Modern Workplace Pitfall: Always Available Means Never a Break
Technology is designed to keep us focused on it. When it comes to the modern workplace, there are two seemingly finite resources: time and attention. Employees experience a blurred line between work and life due to their constant connection to the office through email, smartphones, or remote access. Sure, the employee may get more done in a given day because they spend their evenings answering late-day emails. Employees are more likely to resent the expectation that they have no time off to relax, recharge their batteries, and reconnect with their families.
Deloitte research recently suggested there’s a law of diminishing returns for the always-on employee in todays modern workplace. That employee’s value is eroded by increased cognitive load and reduced employee performance and mental happiness. There is a noticeable tipping point before the employee begins to feel frazzled, overworked, and stretched too thin to perform their job effectively.
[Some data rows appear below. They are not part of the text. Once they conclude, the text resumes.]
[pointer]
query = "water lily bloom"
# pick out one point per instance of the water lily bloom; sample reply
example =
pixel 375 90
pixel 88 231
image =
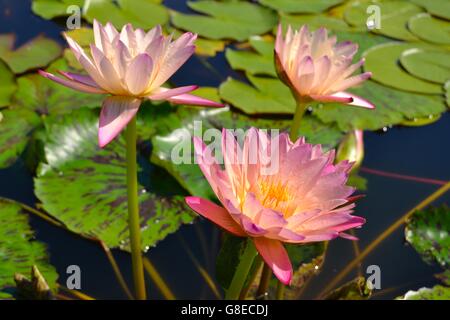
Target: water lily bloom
pixel 304 200
pixel 131 66
pixel 315 67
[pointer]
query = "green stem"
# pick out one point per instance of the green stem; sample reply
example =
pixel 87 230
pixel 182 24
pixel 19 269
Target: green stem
pixel 133 212
pixel 242 271
pixel 264 282
pixel 299 112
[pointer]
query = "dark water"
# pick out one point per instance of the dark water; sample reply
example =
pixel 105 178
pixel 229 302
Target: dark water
pixel 421 152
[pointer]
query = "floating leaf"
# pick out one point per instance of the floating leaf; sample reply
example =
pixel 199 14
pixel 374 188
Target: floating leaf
pixel 8 85
pixel 259 62
pixel 428 65
pixel 49 9
pixel 382 61
pixel 356 289
pixel 300 6
pixel 313 21
pixel 428 232
pixel 85 186
pixel 18 249
pixel 394 17
pixel 430 29
pixel 36 53
pixel 436 293
pixel 438 8
pixel 143 14
pixel 226 20
pixel 392 107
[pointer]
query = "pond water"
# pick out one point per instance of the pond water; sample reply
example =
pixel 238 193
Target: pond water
pixel 420 152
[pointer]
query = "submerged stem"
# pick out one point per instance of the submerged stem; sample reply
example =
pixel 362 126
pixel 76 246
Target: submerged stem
pixel 299 112
pixel 242 271
pixel 133 211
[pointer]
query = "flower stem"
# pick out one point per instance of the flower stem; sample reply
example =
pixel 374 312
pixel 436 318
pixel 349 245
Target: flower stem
pixel 242 271
pixel 133 212
pixel 299 112
pixel 264 282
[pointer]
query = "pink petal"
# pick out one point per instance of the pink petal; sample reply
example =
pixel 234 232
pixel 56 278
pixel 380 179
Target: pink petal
pixel 216 214
pixel 116 112
pixel 72 84
pixel 276 257
pixel 190 99
pixel 164 93
pixel 138 74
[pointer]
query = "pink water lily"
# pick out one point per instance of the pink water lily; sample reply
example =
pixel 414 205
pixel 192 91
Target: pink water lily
pixel 304 200
pixel 318 68
pixel 131 66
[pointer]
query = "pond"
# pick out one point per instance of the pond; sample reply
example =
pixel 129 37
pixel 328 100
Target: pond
pixel 394 158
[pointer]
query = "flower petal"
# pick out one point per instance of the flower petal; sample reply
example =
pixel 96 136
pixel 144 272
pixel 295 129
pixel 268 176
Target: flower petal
pixel 164 93
pixel 276 257
pixel 72 84
pixel 138 73
pixel 190 99
pixel 216 214
pixel 116 112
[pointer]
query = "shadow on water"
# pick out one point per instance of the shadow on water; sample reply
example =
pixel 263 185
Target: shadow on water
pixel 410 151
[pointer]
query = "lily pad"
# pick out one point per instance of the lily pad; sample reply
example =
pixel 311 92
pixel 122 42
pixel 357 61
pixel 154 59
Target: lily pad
pixel 143 14
pixel 255 63
pixel 394 18
pixel 356 289
pixel 36 53
pixel 392 107
pixel 19 251
pixel 267 95
pixel 433 66
pixel 438 8
pixel 226 20
pixel 85 186
pixel 382 61
pixel 428 232
pixel 313 21
pixel 438 292
pixel 8 87
pixel 49 9
pixel 300 6
pixel 430 29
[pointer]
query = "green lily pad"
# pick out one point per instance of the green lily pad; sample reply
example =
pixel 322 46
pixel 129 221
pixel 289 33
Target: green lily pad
pixel 143 14
pixel 392 107
pixel 300 6
pixel 438 8
pixel 36 53
pixel 177 129
pixel 15 129
pixel 313 21
pixel 267 95
pixel 394 18
pixel 433 66
pixel 49 9
pixel 255 63
pixel 428 232
pixel 435 293
pixel 382 61
pixel 19 251
pixel 430 29
pixel 85 186
pixel 226 20
pixel 356 289
pixel 8 87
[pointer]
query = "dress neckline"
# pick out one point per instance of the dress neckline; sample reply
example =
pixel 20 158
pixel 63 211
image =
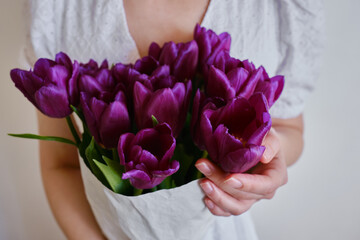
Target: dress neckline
pixel 131 40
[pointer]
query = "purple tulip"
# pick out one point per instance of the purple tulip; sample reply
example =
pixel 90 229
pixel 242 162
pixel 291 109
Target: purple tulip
pixel 181 57
pixel 200 104
pixel 233 134
pixel 107 117
pixel 51 86
pixel 211 45
pixel 229 78
pixel 96 80
pixel 147 156
pixel 169 104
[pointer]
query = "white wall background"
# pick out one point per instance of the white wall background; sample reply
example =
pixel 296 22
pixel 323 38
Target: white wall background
pixel 321 200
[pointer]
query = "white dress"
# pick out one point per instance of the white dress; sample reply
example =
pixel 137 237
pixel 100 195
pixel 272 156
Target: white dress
pixel 285 36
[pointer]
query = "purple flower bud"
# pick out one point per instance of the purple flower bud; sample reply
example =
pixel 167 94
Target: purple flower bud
pixel 147 156
pixel 233 134
pixel 51 86
pixel 95 80
pixel 168 105
pixel 106 117
pixel 211 46
pixel 181 57
pixel 229 78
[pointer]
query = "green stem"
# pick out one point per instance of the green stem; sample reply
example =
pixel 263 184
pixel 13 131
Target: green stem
pixel 45 138
pixel 73 131
pixel 137 192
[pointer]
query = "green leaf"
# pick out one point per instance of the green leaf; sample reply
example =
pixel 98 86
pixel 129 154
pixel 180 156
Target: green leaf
pixel 111 176
pixel 155 121
pixel 46 138
pixel 124 187
pixel 112 173
pixel 114 165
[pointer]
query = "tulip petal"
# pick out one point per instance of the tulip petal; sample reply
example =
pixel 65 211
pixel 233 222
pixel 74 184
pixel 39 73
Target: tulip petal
pixel 218 85
pixel 237 77
pixel 249 86
pixel 114 121
pixel 138 178
pixel 186 62
pixel 53 102
pixel 154 50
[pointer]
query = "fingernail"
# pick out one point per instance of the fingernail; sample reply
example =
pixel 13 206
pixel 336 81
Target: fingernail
pixel 209 203
pixel 206 187
pixel 233 182
pixel 204 168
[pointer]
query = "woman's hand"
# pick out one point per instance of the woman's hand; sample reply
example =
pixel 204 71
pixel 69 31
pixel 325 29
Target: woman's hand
pixel 233 194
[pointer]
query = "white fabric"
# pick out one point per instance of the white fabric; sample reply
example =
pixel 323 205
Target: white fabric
pixel 285 36
pixel 282 35
pixel 177 213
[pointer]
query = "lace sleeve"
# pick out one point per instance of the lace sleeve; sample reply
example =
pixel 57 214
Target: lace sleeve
pixel 301 33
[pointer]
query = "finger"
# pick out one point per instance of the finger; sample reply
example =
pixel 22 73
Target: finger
pixel 272 146
pixel 223 200
pixel 214 209
pixel 211 171
pixel 231 183
pixel 262 184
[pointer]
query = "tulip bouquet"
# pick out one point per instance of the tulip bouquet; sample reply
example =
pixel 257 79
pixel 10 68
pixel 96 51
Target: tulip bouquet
pixel 145 124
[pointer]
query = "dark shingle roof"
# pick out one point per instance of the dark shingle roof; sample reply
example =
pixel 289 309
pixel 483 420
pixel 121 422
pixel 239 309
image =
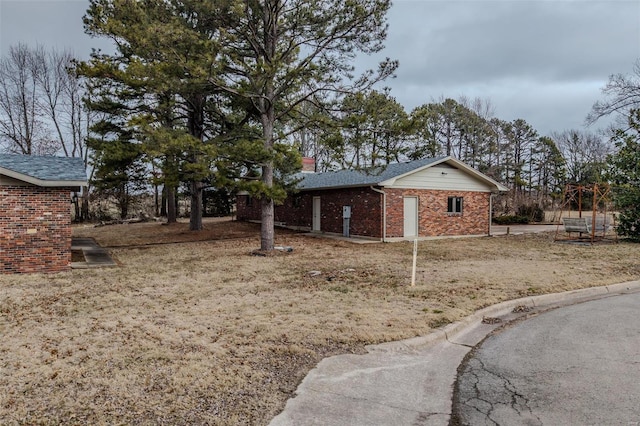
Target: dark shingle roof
pixel 45 168
pixel 352 178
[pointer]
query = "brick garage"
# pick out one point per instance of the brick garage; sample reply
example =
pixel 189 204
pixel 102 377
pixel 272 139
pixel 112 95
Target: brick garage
pixel 449 199
pixel 35 214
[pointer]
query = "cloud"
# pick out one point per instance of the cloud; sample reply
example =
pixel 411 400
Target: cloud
pixel 543 61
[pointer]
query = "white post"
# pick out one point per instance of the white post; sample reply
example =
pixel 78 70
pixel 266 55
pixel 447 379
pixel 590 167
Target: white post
pixel 415 259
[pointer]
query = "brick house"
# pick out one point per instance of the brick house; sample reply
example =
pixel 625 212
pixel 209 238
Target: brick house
pixel 423 198
pixel 35 211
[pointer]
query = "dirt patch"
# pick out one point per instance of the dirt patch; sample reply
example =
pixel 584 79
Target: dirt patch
pixel 193 329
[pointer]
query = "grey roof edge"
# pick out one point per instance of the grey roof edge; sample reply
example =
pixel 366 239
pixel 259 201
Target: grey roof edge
pixel 425 163
pixel 44 171
pixel 40 182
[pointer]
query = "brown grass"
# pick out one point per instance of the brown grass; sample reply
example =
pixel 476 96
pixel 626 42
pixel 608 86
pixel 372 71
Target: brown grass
pixel 205 333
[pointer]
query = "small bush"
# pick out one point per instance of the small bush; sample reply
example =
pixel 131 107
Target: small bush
pixel 532 211
pixel 511 220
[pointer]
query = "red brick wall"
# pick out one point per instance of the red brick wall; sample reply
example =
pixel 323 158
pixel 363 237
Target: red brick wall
pixel 35 229
pixel 297 210
pixel 366 212
pixel 433 219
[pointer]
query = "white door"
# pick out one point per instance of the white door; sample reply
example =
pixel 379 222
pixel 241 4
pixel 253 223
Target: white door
pixel 410 216
pixel 315 223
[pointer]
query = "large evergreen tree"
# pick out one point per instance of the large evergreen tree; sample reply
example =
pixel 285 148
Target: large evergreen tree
pixel 279 54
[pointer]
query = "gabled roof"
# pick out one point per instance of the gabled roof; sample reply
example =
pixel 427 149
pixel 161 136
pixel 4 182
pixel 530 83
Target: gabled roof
pixel 44 170
pixel 384 175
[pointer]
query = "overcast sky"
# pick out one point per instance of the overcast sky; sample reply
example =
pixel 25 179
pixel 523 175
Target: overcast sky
pixel 544 61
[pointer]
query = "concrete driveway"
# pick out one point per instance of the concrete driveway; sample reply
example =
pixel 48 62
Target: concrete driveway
pixel 411 382
pixel 575 365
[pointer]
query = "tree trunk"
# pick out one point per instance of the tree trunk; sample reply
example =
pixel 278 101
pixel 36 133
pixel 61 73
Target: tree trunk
pixel 85 207
pixel 267 231
pixel 195 219
pixel 172 211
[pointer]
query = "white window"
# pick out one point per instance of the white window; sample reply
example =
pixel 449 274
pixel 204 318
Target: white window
pixel 454 205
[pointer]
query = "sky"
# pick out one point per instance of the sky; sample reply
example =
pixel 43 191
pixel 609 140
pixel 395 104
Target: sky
pixel 544 61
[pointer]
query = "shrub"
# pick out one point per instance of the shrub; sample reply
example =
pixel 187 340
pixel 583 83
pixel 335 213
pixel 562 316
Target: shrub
pixel 532 211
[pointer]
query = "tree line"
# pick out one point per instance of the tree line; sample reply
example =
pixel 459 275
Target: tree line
pixel 230 94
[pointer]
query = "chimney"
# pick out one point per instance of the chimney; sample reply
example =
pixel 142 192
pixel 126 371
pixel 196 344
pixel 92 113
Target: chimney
pixel 308 165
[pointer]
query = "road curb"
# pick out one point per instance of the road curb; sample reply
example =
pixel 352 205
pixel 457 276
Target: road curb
pixel 503 308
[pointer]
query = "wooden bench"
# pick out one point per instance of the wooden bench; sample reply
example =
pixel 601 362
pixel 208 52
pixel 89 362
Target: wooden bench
pixel 575 224
pixel 583 224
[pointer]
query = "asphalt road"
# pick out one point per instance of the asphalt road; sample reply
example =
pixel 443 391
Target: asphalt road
pixel 576 365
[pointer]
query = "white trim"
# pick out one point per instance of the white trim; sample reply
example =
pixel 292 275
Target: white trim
pixel 455 163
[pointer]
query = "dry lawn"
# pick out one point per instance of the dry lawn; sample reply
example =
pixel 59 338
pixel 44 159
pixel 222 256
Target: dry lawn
pixel 201 332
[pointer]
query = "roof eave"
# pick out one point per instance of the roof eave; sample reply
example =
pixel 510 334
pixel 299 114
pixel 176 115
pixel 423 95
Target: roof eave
pixel 41 182
pixel 322 188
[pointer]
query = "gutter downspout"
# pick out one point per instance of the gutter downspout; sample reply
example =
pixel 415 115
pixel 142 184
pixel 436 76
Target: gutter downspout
pixel 491 212
pixel 384 212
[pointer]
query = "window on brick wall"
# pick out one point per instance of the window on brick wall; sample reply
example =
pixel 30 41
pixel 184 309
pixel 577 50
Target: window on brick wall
pixel 454 205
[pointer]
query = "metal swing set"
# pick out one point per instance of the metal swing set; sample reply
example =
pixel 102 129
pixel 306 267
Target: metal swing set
pixel 589 227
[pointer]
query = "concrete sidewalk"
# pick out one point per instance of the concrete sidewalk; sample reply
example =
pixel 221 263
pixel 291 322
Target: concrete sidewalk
pixel 94 255
pixel 411 382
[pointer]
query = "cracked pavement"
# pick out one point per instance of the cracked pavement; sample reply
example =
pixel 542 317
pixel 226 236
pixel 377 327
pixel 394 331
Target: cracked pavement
pixel 577 364
pixel 573 365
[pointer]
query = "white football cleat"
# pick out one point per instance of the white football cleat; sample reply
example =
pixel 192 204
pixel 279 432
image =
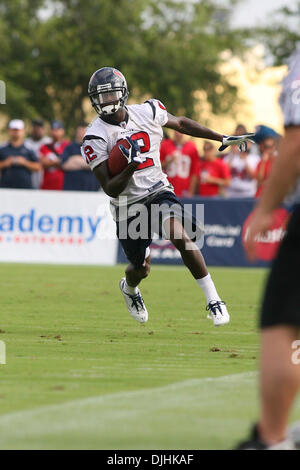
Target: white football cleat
pixel 135 304
pixel 218 312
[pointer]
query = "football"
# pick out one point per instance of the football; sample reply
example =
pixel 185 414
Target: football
pixel 116 160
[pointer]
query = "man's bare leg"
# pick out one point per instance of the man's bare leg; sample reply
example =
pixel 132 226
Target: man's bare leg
pixel 194 261
pixel 279 381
We may be free of our desks, but we’re not free of the work, and by extension, of the burden that comes with it. This applies to the freshly-employed recent grads all the way up the ladder to the CEO. No one is immune from information overload, especially in a modern workplace filled with technology.
The working class used to consist of those who worked from morning to night. The upper class were those who had leisure time because they could afford it. Now, cultural norms have turned those employees who are always on, always working, always accessible into the important people. They are the ones without whom the business will fail. It’s a sign of higher social status, and it’s mentally unhealthy for all of us.